Friday, December 30, 2011

Embarrassingly Parallel

I remember we found this expression in one of the papers we were studying during the Large Scale Machine Learning seminar. Here we have a definition, take from Wikipedia:

In parallel computing, an embarrassingly parallel workload (or embarrassingly parallel problem) is one for which little or no effort is required to separate the problem into a number of parallel tasks. This is often the case where there exists no dependency (or communication) between those parallel tasks.
Full article: http://en.wikipedia.org/wiki/Embarrassingly_parallel

Tuesday, December 13, 2011

Synthetic Training Data

One of the recent breakthroughs in computer vision was the use of synthetic data to train effective recognition systems. The most remarkable example is the work of Shotton et al. from Microsoft Research Cambridge, who trained the kinect human pose recognition system using more than a million of synthetic images, generated by rendering fake humans using 3D software.

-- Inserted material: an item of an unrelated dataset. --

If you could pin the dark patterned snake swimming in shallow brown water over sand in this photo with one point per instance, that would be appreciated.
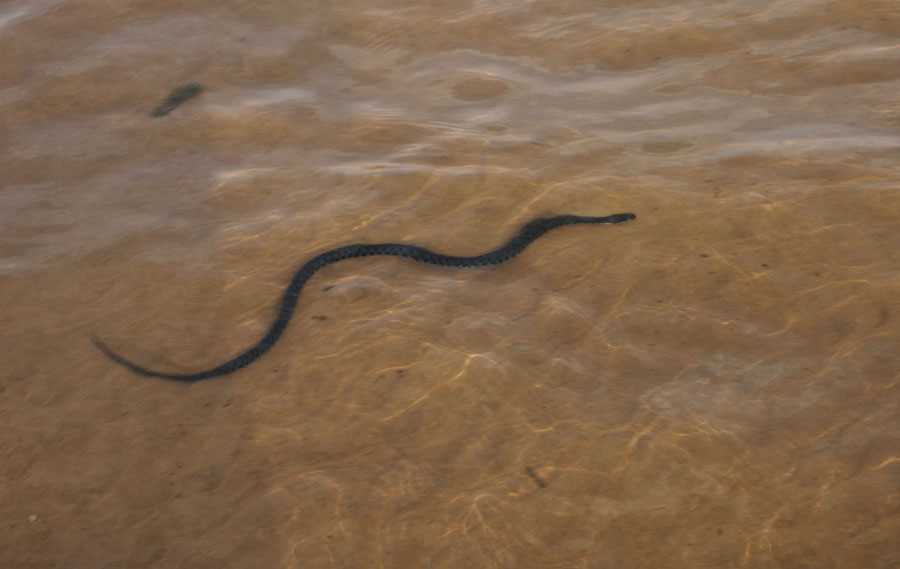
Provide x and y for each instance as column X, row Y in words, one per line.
column 526, row 235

That's perfectly possible mainly because the computer graphics industry has been working on generating 3D humans with realistic appearance for cinematographic productions and games. Clothing materials, hair, shapes and so on, are easily simulated in 3D. So, generating 3D human poses is a well establish and well understood procedure, and it make sense to generate synthetic data for this kind of problem.

What about medical images? Can we generate synthetic images simulating various medical conditions? It sounds a bit weird, right? Well, during the SIPAIM 2011 in Bucaramanga, Juan Antonio, one of the invited speakers from Spain, was giving a tutorial on how medical images are captured and generated, specially using Magnetic Resonance Imaging (MRI). This is also a very well known physical phenomenon that could be "simulated" using 3D software. Perhaps it's not a conventional 3D rendering procedure, because the intensities observed in an MRI scan are not responses to light, such as in conventional photography, but to magnetic resonance, as its name suggests.

Anyway, we could simulate various tissues and their responses to different machine configurations (intensity of the magnetic field, for instance) and render quite good MRI scans playing with tissue parameters. Then, we could produce a really large dataset of images with quite precise labelling at the pixel level, useful to train a recognition system for medical images. It could eventually work for xrays and other imaging modalities.

On the other hand, I wonder, if we can simulate that data, why can not we use the simulation function directly inside a learning algorithm? In other words, instead of generating the data to train a learning algorithm, the recognition system might also be ready to get that sort of simulation function as prior knowledge to make more effective predictions... does it make sense?